Dilansir The Guardian, Prancis mulai mengerahkan pasukan melawan jihadis di Mali pada 2013 di bawah kepemimpinan Presiden François Hollande.
Intervensi dari negara Eropa ini berhasil membendung kemajuan pemberontak dan mengembalikan kota-kota utama seperti Timbuktu ke tangan pemerintah sipil.
Namun, kelompok ekstremis ini dengan cepat berkumpul dan kembali melakukan perlawanan.
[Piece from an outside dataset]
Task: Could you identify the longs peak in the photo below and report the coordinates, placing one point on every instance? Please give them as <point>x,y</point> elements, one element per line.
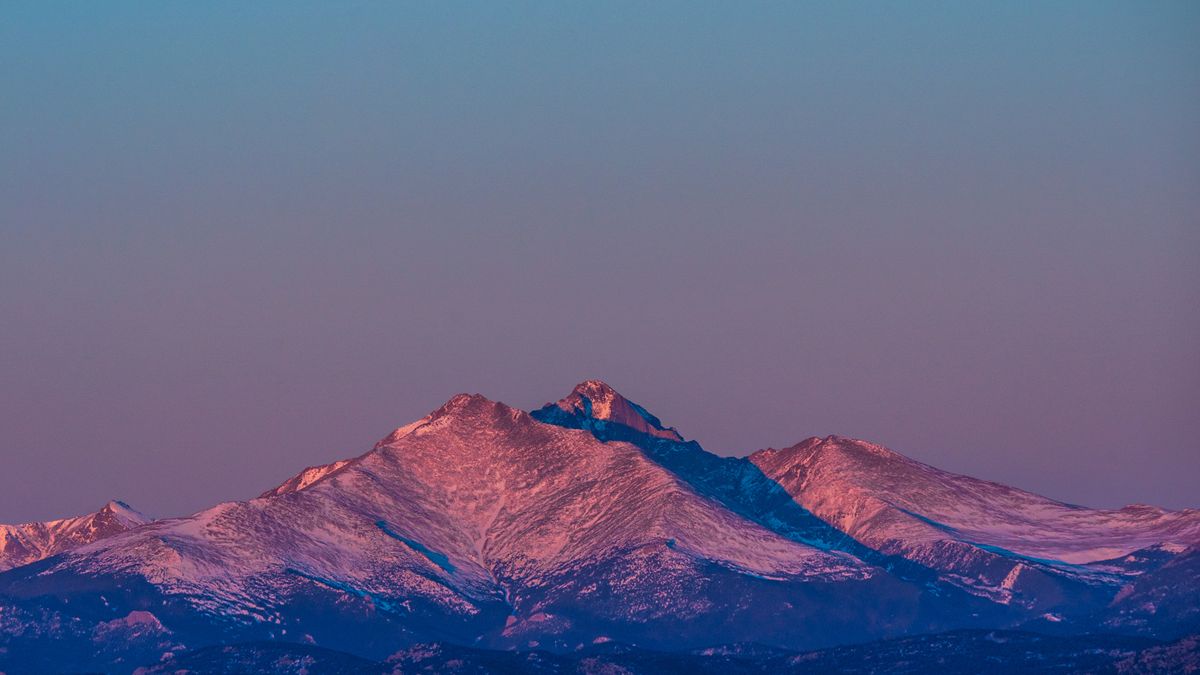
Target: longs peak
<point>593,400</point>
Dalam beberapa tahun terakhir, para ekstremis mengambil alih sejumlah wilayah, mengeksploitasi gejolak politik, kemiskinan, dan kelemahan otoritas lokal.
Macron mengatakan pasukan Prancis akan tetap berada di wilayah itu, tetapi akan berbasis di negara tetangga, Niger.
Prancis akan tetap membantu negara-negara lain yang terdampak aktivitas para jihadis.
"Jantung dari operasi militer ini tidak lagi di Mali, tetapi di Niger dan mungkin dengan cara yang lebih seimbang di semua negara di kawasan yang menginginkan (bantuan) ini," katanya.
Niger juga bermasalah dengan aksi terorisme, seperti halnya Burkina Faso, di mana ribuan orang tewas dan lebih dari satu juta orang mengungsi dalam beberapa tahun terakhir.
Terlepas dari pernyataan Macron, pengamat melihat penarikan militer sebagai hal yang memalukan bagi misi luar negeri Prancis.
"Ini adalah akhir yang memalukan dari intervensi bersenjata yang dimulai dengan euforia dan yang berakhir, sembilan tahun kemudian, dengan latar belakang krisis antara Mali dan Prancis," tulis surat kabar harian Le Monde.
Sejak lama, para pembuat kebijakan di Paris dituding hanya fokus pada kekuatan militer dengan mengorbankan politik.